External support for *kʷetro- thus evaporates, but triquetrus still has to be explained somehow. I would suggest that its second element is a derivative of *kʷet- ‘join pairwise’ with the instrumental suffix *-tro-. When the suffix was added to a root ending in a dental stop, the last segment of the root was dropped already in Proto-Indo-European (this process is known as “the metron rule”). Thus we get *métrom (Greek métron ‘measure’) from *méd-trom (*med- ‘allot, mete out’), and *h₁étrom (Vedic átra- ‘nourishment’) from *h₁éd-trom (*h₁éd- ‘eat’). The noun *kʷétrom < *kʷet-trom would be ‘something that holds a pair of things together’, hence ‘joint, connection’ or the like.
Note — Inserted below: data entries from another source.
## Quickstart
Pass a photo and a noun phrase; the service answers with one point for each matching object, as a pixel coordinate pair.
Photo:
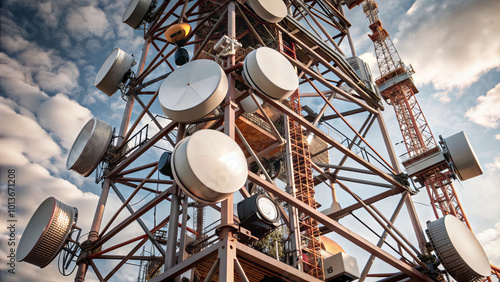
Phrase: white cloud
(87, 21)
(494, 166)
(63, 117)
(490, 240)
(14, 43)
(24, 136)
(431, 38)
(18, 83)
(487, 111)
(63, 78)
(442, 96)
There were several Proto-Indo-European roots with similar meanings, and accordingly several nearly synonymous nouns for things like woodworking joints; joint itself comes (via French) from Latin iunctus ‘connected’ (the root here is *jeug-, as in yoke). Tri-quetrus (< *tri-kʷetro-) is built exactly like tri-angulus (a noun is used as the second member of a compound adjective without altering its stem class), and its etymological meaning is ‘having three connections (between pairs of sides)’.